As I said above, Gold only gained 80-cents yesterday, after being up over $5 in the early morning trading. Ted Butler, no relation that I know of, the Silver guru, pointed out yesterday that the press release regarding the Deutsche Bank trader that pleaded guilty of spoofing with Gold, Silver, Platinum and Palladium, left out something. And that is that all this illegal trading was going on during the CFTC’s (commodity regulator) 5 year investigation into Silver manipulation. Remember that, I totally recall Bart Chilton, former Commissioner at the CFTC, on TV telling people that the CFTC saw no signs of manipulation. Uh Oh.
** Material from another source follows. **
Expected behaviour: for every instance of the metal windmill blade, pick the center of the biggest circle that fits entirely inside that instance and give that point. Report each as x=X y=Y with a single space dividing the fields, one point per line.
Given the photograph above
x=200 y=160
The U.S. Data Cupboard yesterday, like I told you yesterday, was full of a bunch of economic data, but the one that I pointed out as the only one I cared about, showed up in the red. Factory Orders for April were negative -0.2%… Since April is the first month of the second quarter, and there were high hopes, yes we’ve got high hopes, we’ve got those high apple pie in the sky hopes, that the 2nd QTR was going to take off to higher ground so that the Fed could point to how proactive they were in hiking rates. And there is still 2 more months of data to round out the 2nd QTR, but quite frankly, I just don’t see the high hopes coming to fruition! And, when it all comes down the pike, the Fed is going to have to reverse their rate hikes because the rate hikes put the economy into a recession! And Factory Orders is a “real economics” piece of data folks. And with it printing negative for April, it sure isn’t getting out of the batter’s box with any speed is it? No, instead, it’s stumbling, fumbling, rumbling its way down the first base line, only to fall flat on its face before it reaches 1st base! (reminds me of my beloved Cardinals base running!)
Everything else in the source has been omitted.